Griff is particularly excited about this proposal because it calls for producing the product in the company’s old plant at St. Franc, Griff’s home town.

During the last recession, N Corp had to shut down this plant and lay off its workers, many of whom had grown up with Griff and were his friends.

Griff had been very upset when the plant was closed down.

If BF87 were produced in the new plant, most of the laid-off workers would be rehired.

Griff asks XXXXX XXXXX, the management accountant of the Cal Division to analyze the BF87 proposal.

Through the years the company has found that its products have a useful life of 6 years, after which the product is dropped and replaced by another new product.

Chan gathers the following data:

a. BF87 will require new special-purpose equipment costing $900,000.

The useful life of the equipment is 6 years, with a $140,000 estimated terminal disposal price at that time.

However, the income tax authorities will not allow a write-off based on a life shorter than 9 years.

Therefore, the new equipment would be written off over 9 years for tax purposes, using the straight-line depreciation method and assuming a zero terminal disposal price.

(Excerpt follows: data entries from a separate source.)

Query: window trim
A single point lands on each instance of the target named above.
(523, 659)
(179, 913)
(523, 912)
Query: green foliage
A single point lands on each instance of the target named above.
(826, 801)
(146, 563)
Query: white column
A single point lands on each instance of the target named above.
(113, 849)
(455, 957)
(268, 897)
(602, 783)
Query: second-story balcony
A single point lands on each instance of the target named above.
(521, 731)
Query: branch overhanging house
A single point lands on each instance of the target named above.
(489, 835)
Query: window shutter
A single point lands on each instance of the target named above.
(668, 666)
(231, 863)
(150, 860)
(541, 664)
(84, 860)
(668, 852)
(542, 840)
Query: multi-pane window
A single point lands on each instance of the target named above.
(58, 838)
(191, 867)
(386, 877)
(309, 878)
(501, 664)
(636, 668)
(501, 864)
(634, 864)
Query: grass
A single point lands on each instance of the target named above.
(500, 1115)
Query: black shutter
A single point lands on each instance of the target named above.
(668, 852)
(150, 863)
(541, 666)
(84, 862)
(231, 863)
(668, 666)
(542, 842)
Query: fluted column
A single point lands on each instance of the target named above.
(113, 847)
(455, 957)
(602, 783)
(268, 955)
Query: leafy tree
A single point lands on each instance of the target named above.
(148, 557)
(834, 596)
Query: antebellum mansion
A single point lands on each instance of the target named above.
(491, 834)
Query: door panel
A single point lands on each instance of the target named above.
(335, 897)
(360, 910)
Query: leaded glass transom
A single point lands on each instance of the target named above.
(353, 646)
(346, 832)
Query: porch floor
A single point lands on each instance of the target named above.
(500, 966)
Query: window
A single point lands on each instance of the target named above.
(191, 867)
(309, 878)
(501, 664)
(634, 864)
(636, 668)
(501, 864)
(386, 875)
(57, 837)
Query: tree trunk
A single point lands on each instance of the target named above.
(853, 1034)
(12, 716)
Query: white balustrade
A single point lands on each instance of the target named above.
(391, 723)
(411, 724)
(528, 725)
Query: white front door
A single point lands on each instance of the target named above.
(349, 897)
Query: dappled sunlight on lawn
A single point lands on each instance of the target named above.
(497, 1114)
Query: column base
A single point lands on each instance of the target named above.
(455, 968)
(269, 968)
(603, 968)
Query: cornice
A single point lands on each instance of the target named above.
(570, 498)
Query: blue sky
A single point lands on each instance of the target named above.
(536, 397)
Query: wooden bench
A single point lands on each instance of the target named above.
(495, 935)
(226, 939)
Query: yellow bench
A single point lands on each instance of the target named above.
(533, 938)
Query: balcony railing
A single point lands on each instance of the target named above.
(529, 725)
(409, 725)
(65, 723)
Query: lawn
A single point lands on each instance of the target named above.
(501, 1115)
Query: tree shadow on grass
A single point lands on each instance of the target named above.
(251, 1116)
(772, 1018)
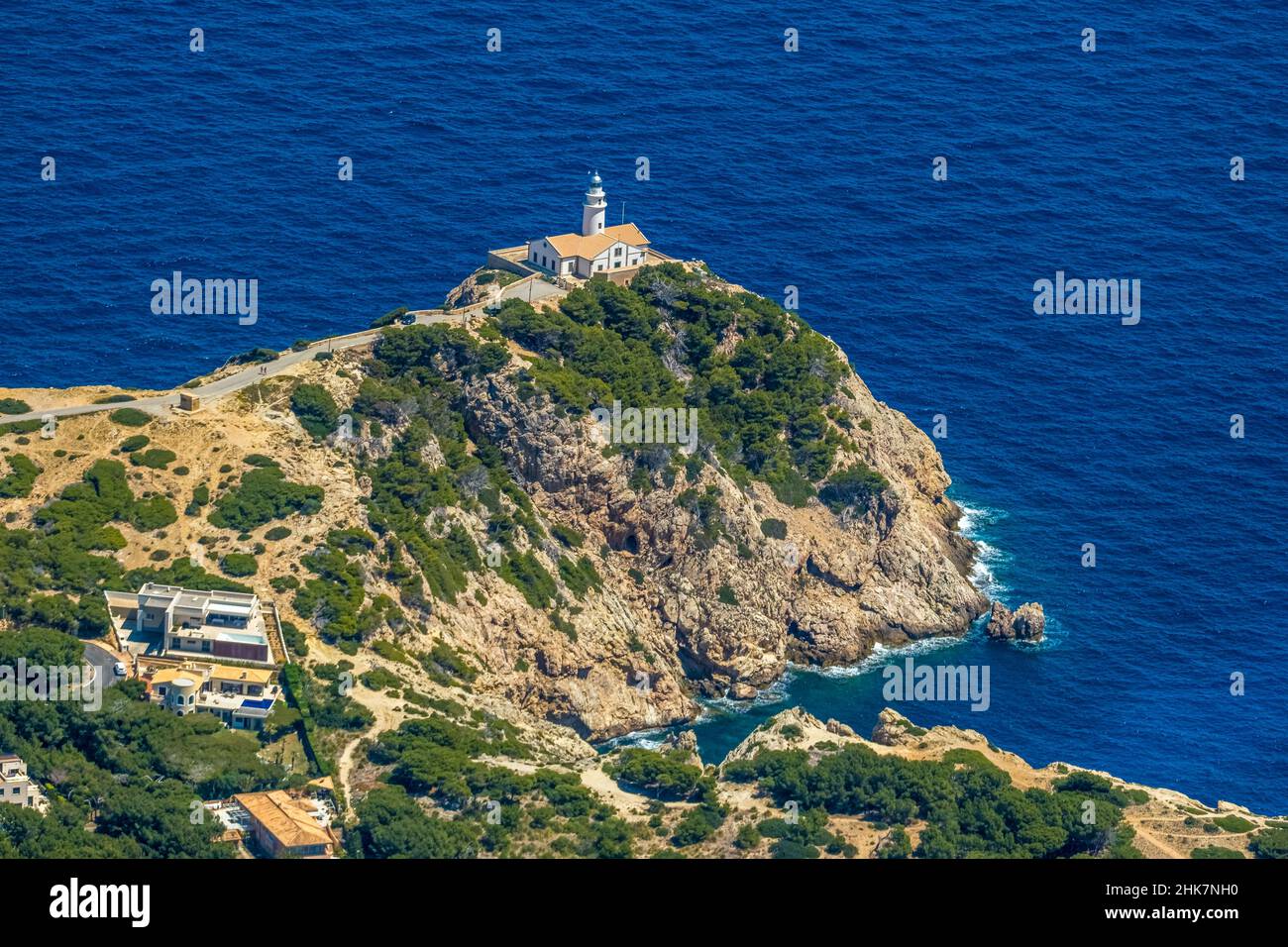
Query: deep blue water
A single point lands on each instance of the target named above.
(810, 169)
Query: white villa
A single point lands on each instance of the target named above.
(596, 249)
(194, 624)
(16, 787)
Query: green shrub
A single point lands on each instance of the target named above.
(154, 458)
(660, 775)
(130, 418)
(316, 410)
(774, 528)
(263, 495)
(1270, 843)
(21, 478)
(567, 535)
(1234, 823)
(153, 514)
(239, 565)
(854, 486)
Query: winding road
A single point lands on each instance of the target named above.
(527, 287)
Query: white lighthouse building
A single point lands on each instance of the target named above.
(592, 208)
(597, 249)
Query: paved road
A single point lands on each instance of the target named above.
(159, 403)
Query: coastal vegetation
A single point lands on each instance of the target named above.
(263, 495)
(969, 808)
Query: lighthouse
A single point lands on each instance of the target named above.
(596, 249)
(592, 208)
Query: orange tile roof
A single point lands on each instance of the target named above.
(590, 248)
(286, 819)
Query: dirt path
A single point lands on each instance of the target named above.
(254, 373)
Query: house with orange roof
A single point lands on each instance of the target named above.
(286, 826)
(597, 249)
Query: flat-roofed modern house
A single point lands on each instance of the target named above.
(196, 624)
(597, 249)
(16, 788)
(241, 697)
(290, 827)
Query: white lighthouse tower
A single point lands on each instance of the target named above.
(592, 208)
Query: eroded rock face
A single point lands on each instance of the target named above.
(679, 615)
(1025, 624)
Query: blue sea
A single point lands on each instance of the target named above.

b. The old plant has a book value of $250,000 and is being depreciated on a straight-line basis at $25,000 annually.

The plant is currently being leased to another company.

This lease has 6 years remaining at an annual rental of $45,000.

The lease contains a cancellation clause whereby the landlord can obtain immediate possession of the premises upon payment of $30,000 cash (fully deductible for income tax purposes).

c. Certain nonrecurring market-research studies and sales-promotion activities will amount to a cost of $300,000 at the end of year 1.

The entire amount is deductible in full for income tax purposes in the year of expenditure.

d. Additions to working capital will require $200,000 at the outset and an additional $200,000 at the end of 2 years.

This total is fully recoverable at the end of 6 years.

e. Net cash inflow from operations before depreciation and income taxes are expected to be $400,000 in years 1 and 2, $600,000 in years 3-5, and $100,000 in year 6.

The after-tax required rate of return is 12%.

The income tax rate is 36%.


1. Use a net present-value analysis to determine whether Chan should recommend launching BF87.

2. Chan learns that the working capital required will be twice the amounts estimated in the preceding analysis.

All other data remain unchanged.

She revises her analysis and presents it to Griff.

Griff is very unhappy with what he sees.

He tells Chan “Try different assumptions and redo your analysis. I have no doubt that this project should be worth pursuing on financial grounds.”

Chan is aware of Griff’s interest in supporting his home-town community.

There is also the possibility that Griff may be hired as a consultant by the new plant management after he retires next year.
Why is Griff unhappy with Chan’s revised analysis?

How should Chan respond to Griff’s suggestions?

Identify the specific steps that Chan should take to resolve this situation.